Ornate ‘elephants’ on cross-country voyage to roll down the Strip
Las Vegas residents are used to unusual sights on the Strip, from Elvis impersonators to ornate shrines to museums that could only exist in Sin City. On Wednesday at noon, locals will be treated to something they’ve likely never seen on the Strip: a caravan of elephants.
Given Vegas’s urban environment and water scarcity, however, these elephants are not the intelligent, lumbering beasts that roam the grasslands, forests and deserts of Africa and Asia. Instead, 25 pickup trucks will each carry an intricate elephant statue carved from an invasive, toxic shrub called lantana camara.
At the tail end of its 5,000-mile journey, the convoy of elephants will arrive on the Strip at noon Wednesday, when it will allow onlookers to take photos and receive the “Key to the Strip.” The caravan is scheduled to depart Vegas around 1:30 p.m.
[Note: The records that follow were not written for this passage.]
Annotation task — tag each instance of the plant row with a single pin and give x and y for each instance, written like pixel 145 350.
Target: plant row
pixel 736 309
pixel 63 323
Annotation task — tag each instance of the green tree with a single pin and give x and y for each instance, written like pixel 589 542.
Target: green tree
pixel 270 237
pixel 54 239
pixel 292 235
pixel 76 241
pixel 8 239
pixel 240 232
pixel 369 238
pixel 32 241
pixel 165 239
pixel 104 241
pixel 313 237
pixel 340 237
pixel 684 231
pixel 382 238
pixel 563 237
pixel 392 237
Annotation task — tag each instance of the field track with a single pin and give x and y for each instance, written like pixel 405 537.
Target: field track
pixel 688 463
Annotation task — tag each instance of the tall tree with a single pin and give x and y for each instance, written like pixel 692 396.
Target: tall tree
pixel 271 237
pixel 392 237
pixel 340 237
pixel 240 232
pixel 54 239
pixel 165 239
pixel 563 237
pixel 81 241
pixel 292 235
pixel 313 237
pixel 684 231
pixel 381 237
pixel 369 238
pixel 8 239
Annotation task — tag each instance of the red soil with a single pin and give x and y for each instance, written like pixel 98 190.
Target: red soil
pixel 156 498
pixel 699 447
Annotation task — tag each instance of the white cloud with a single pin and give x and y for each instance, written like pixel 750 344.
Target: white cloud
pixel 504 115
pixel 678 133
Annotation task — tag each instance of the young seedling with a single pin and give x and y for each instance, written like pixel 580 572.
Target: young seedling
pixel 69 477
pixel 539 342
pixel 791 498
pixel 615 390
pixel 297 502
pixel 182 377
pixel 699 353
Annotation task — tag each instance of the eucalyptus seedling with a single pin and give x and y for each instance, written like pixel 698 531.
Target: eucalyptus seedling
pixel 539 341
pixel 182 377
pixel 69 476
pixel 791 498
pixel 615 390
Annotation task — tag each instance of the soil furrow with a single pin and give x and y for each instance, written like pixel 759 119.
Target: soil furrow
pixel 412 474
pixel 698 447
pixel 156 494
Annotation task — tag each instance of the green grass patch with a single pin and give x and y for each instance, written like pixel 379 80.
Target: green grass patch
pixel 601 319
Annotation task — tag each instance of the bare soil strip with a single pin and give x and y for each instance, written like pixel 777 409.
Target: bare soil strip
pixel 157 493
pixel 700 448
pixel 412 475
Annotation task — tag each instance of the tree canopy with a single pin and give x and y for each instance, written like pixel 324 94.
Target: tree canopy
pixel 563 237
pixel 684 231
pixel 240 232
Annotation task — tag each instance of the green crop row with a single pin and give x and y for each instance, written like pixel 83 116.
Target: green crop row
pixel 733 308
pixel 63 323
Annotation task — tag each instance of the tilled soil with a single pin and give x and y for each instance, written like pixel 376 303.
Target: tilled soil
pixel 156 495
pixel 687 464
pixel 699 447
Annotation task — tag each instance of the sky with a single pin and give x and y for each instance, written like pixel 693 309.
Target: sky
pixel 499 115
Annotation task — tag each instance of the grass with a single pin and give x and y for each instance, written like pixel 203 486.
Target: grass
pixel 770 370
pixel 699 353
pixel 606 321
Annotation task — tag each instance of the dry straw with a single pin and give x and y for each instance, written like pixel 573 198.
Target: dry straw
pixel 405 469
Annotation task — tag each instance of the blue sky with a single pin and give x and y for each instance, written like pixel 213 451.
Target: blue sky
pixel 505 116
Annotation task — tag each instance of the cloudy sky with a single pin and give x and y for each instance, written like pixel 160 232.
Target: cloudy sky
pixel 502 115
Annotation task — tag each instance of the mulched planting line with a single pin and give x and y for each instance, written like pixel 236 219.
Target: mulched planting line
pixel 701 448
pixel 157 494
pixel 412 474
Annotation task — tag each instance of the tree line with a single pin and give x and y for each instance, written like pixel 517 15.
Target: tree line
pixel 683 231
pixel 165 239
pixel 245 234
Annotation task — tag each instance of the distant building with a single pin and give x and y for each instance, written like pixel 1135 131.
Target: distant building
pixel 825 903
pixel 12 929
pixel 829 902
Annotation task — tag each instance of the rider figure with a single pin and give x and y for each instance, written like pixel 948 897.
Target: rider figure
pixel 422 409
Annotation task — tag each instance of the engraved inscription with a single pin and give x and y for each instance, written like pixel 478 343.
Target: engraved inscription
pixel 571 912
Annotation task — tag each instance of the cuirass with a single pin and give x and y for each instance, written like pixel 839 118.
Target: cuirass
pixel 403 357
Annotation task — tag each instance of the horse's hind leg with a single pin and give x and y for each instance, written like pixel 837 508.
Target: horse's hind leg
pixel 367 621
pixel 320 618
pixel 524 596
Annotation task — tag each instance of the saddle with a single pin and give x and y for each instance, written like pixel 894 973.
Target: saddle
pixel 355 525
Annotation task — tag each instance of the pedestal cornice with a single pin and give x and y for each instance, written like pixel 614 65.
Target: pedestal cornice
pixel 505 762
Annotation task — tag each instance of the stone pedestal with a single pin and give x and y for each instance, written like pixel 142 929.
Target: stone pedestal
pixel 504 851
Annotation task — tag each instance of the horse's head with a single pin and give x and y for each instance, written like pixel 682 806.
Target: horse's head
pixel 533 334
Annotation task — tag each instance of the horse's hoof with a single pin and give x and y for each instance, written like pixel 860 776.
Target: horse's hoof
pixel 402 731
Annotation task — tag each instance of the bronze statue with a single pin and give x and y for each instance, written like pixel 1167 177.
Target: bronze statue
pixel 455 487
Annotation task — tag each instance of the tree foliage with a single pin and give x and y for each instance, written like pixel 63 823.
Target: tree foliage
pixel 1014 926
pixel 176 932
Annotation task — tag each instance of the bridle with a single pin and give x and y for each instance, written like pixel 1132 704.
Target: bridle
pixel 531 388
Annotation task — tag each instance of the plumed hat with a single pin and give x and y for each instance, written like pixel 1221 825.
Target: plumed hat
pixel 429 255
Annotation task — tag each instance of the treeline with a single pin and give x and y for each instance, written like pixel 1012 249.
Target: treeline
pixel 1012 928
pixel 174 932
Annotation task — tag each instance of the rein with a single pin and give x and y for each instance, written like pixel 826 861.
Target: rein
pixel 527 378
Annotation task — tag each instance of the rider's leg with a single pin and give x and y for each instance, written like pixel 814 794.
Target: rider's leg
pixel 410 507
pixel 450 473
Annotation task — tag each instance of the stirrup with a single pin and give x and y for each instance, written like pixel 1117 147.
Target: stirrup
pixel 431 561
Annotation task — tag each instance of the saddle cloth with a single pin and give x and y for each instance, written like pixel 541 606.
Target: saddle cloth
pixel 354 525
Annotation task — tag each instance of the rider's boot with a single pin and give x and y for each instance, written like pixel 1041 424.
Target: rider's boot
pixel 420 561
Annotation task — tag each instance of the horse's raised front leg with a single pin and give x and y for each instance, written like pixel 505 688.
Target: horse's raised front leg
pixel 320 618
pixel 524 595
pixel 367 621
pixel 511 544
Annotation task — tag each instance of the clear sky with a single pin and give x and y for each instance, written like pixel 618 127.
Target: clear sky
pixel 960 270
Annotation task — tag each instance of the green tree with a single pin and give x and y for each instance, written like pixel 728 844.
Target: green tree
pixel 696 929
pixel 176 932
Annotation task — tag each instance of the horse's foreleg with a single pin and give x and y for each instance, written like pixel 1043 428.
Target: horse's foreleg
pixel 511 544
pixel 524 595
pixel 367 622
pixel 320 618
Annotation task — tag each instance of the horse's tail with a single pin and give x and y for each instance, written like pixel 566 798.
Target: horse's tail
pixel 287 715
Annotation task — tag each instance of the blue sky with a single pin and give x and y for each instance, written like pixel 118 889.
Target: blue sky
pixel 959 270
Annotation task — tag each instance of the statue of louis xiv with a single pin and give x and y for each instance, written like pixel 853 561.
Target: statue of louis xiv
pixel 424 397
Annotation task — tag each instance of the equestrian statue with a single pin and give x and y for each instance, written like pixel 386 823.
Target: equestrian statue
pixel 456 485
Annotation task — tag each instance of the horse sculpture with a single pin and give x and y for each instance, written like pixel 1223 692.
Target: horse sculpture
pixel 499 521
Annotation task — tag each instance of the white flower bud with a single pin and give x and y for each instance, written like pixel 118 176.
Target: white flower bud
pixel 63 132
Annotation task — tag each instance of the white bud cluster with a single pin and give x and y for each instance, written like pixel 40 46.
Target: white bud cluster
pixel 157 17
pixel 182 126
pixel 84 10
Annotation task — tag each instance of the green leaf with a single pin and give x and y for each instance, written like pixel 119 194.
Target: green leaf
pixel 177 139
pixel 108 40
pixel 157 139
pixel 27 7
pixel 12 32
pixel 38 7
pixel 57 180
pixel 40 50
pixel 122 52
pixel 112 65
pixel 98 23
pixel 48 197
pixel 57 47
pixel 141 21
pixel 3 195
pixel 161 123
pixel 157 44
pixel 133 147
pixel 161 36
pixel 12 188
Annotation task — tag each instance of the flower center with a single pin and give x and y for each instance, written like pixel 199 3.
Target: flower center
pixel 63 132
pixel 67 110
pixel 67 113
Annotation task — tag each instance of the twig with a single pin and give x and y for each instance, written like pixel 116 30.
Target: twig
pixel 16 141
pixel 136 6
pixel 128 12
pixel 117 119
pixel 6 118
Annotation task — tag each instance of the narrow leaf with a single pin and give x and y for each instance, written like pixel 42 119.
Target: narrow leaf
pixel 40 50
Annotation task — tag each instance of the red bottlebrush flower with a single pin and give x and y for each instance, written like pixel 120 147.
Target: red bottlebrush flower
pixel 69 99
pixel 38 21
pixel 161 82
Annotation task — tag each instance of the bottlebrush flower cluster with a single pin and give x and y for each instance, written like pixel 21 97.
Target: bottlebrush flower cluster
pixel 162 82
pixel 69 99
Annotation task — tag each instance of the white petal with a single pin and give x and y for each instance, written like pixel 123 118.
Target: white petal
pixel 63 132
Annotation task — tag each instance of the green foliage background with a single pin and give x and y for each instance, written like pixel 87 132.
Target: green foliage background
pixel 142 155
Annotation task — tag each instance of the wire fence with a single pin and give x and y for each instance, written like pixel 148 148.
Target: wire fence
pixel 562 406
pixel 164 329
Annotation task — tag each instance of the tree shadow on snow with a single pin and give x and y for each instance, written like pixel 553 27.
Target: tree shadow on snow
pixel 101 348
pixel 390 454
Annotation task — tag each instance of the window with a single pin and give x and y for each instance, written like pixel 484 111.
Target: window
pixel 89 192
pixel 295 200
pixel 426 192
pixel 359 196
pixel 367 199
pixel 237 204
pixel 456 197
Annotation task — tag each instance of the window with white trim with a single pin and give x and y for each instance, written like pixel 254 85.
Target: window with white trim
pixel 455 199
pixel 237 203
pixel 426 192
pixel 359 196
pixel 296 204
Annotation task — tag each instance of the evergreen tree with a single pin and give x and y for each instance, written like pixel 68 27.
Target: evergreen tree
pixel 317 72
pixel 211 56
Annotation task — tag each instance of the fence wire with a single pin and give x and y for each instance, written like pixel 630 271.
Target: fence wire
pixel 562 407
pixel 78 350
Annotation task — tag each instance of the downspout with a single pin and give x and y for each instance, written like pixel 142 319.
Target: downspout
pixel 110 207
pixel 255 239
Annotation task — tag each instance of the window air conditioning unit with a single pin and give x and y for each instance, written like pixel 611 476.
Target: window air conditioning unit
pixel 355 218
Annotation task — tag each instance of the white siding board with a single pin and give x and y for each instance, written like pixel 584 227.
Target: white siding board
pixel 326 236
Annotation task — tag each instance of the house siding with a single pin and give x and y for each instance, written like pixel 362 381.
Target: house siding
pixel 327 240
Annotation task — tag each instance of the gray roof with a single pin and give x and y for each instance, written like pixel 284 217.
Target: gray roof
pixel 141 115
The caravan began in Newport, Rhode Island in July 2024, before snaking its way through destinations including New York, Miami Beach, Houston, Montana and, most recently, Salt Lake City.
The Great Elephant Migration is selling each elephant for between $8,000 and $22,000 to raise money for Indigenous Indian artists and more than 20 conservation organizations. The artists weave the elephants using lantana camara to remove the destructive plant from Indian forests, protecting native plants and animals in the process.
Each elephant is carved by the Real Elephant Collective, a community-owned organization of 200 Indian artists, which aims to empower human-wildlife coexistence projects. The year-long journey will conclude in Los Angeles in early August.